It’s not surprising that along with such extreme funding and operational shortfalls, she also inherited a lot of the lingering ill will. “When I began as director,” she says, “it was a very dysfunctional department, with many staff stealing animals and sabotaging my efforts. I had three bomb threats the first year and was physically threatened, among an endless list of other issues.”

Pizano had replaced 75 percent of the staff by the time she stepped down 2011. She now serves as program director of Target Zero, a charitable initiative that aims to end euthanasia at animal shelters nationwide.

CoverStory_5_Medley_shelter_by_Janet

The owner of two Humane Society cats, Sebastian and Bella, Pizano recalls the ongoing hunt for a new building during her tenure. There were five failed property-selection efforts.

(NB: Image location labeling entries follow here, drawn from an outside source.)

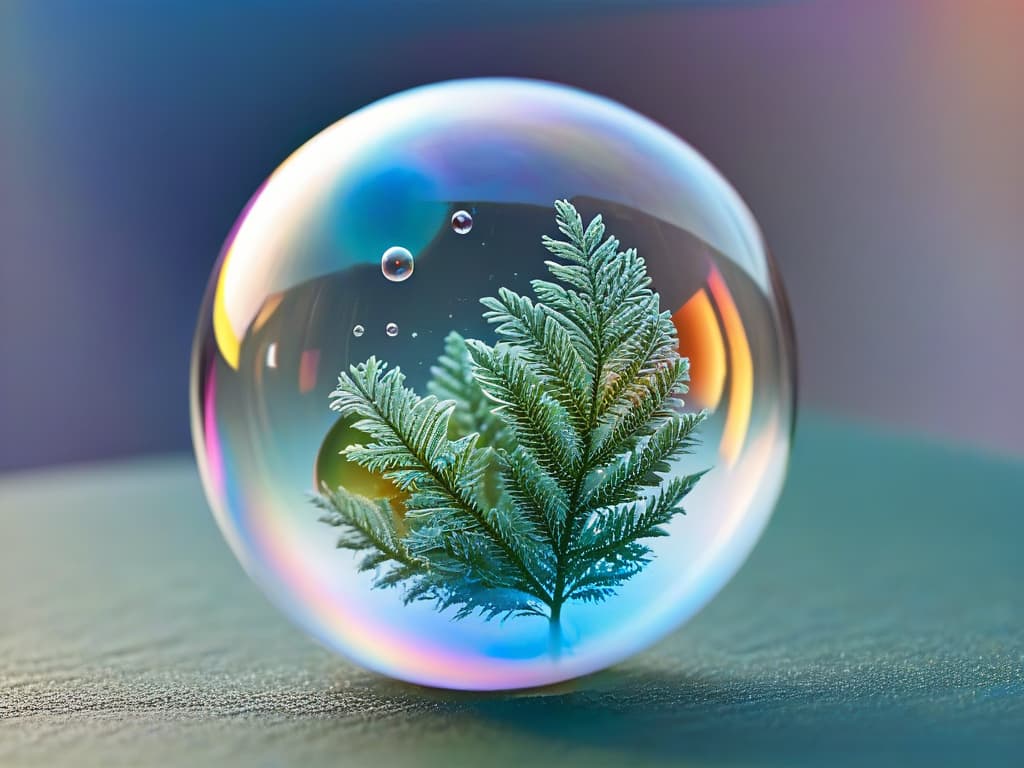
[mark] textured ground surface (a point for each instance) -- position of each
(881, 621)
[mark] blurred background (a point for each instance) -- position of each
(879, 142)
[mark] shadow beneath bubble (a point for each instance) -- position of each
(877, 716)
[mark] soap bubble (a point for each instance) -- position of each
(396, 263)
(462, 222)
(299, 275)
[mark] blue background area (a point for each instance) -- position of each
(878, 143)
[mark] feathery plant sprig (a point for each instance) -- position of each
(536, 468)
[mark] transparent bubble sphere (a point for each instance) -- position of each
(510, 540)
(397, 264)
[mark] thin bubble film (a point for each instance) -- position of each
(300, 273)
(397, 264)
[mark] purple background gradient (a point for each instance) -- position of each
(879, 143)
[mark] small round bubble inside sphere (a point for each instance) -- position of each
(452, 427)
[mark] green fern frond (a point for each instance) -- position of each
(537, 467)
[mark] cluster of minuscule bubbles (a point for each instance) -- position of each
(459, 179)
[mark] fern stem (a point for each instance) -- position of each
(555, 631)
(466, 504)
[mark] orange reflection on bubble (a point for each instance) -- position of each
(710, 338)
(700, 341)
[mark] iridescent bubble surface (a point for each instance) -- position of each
(299, 275)
(462, 222)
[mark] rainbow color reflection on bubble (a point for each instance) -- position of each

“The others fell through because of the cost to retrofit, the location, inadequate parking, environmental issues, and/or not enough space,” she says. “It was a very frustrating process for me for the six years I was director -- until we found the Doral location. We closed on that property within a few days after I left, so I was relieved things could move forward.”

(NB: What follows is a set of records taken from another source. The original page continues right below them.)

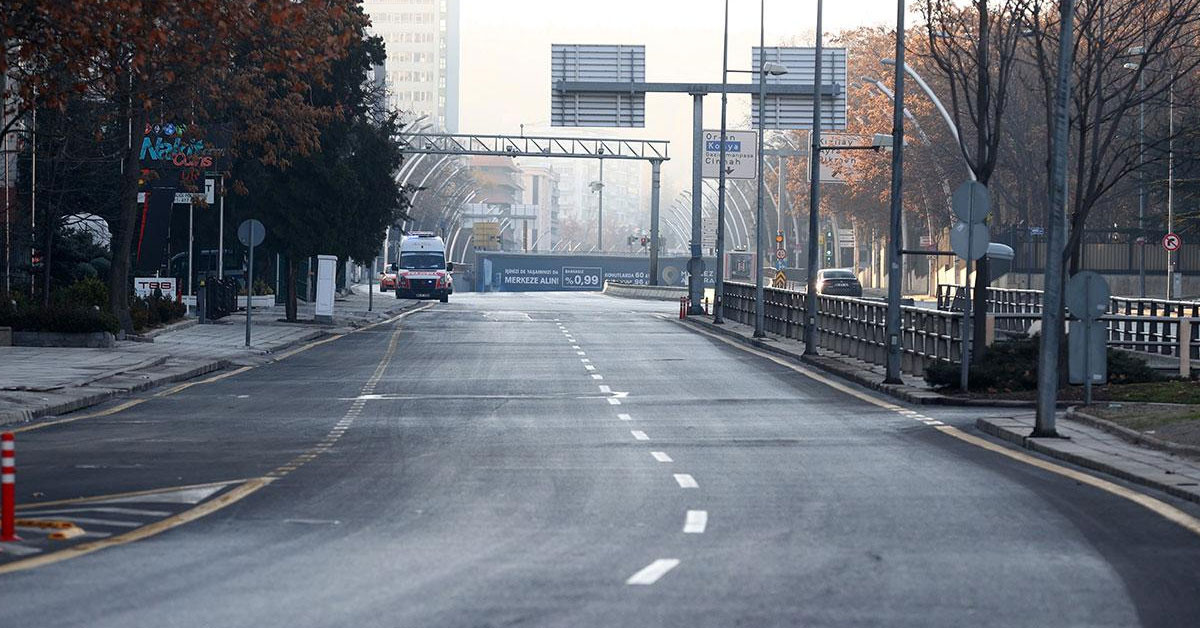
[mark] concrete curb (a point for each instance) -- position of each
(25, 416)
(904, 393)
(1132, 436)
(1045, 447)
(148, 336)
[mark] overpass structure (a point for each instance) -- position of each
(652, 150)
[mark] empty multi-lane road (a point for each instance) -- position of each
(565, 460)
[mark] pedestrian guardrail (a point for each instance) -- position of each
(853, 327)
(1150, 326)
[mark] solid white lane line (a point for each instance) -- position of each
(108, 509)
(653, 572)
(685, 480)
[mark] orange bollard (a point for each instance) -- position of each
(7, 488)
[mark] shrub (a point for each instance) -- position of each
(1013, 365)
(58, 317)
(155, 310)
(88, 292)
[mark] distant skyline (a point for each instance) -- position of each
(505, 57)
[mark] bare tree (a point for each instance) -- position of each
(976, 48)
(1127, 54)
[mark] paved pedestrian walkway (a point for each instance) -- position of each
(1079, 444)
(45, 381)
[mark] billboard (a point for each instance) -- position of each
(575, 273)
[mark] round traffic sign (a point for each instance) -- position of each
(971, 202)
(1171, 241)
(251, 232)
(1087, 295)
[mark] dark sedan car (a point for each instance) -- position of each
(838, 282)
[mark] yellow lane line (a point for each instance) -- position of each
(1156, 506)
(243, 490)
(143, 532)
(132, 402)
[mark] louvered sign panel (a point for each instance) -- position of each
(796, 112)
(600, 64)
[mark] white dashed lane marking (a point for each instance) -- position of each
(653, 572)
(685, 480)
(696, 522)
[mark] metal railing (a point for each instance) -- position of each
(1147, 326)
(853, 327)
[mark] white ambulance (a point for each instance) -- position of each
(423, 270)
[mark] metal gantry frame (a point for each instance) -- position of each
(697, 91)
(653, 150)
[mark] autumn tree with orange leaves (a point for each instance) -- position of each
(249, 64)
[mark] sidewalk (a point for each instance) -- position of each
(1079, 444)
(46, 381)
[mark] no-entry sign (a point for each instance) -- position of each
(1171, 241)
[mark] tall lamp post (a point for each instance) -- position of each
(765, 70)
(810, 292)
(719, 292)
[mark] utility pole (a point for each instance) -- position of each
(894, 226)
(719, 293)
(810, 292)
(759, 305)
(1056, 237)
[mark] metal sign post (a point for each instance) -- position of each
(969, 239)
(250, 233)
(1087, 299)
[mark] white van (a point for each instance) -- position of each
(423, 270)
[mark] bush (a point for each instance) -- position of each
(155, 310)
(88, 292)
(1013, 365)
(58, 317)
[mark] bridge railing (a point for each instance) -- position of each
(1149, 326)
(853, 327)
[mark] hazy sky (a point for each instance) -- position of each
(505, 55)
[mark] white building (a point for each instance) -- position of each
(421, 72)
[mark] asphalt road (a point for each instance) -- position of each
(567, 460)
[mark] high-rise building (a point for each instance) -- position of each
(421, 72)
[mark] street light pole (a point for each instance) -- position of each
(719, 292)
(1141, 184)
(810, 293)
(1170, 181)
(894, 227)
(1056, 237)
(600, 211)
(759, 306)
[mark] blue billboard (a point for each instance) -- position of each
(501, 271)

The BT was given a guided tour of the failed Medley facility on the day before it closed for good. Communications manager Bohorquez, the owner of mother/daughter Chihuahuas obtained through the shelter’s foster program, served as guide.

The Medley shelter wasn’t an environment conducive to a pleasant adoption experience. “The setting isn’t welcoming to adopters,” said Bohorquez. “When you see an animal here, it doesn’t make you feel warm and fuzzy. This has always been the challenge.”

The 32,000-square-foot facility had a capacity for 249 dogs and 50 cats, and the animals lived in cages in every nook and cranny. In 2010, according to records provided by Muñoz, 33,635 animals came into the shelter. Of that number, 18,886, including 7000 dogs, were killed. The save rate was a dismal 43 percent.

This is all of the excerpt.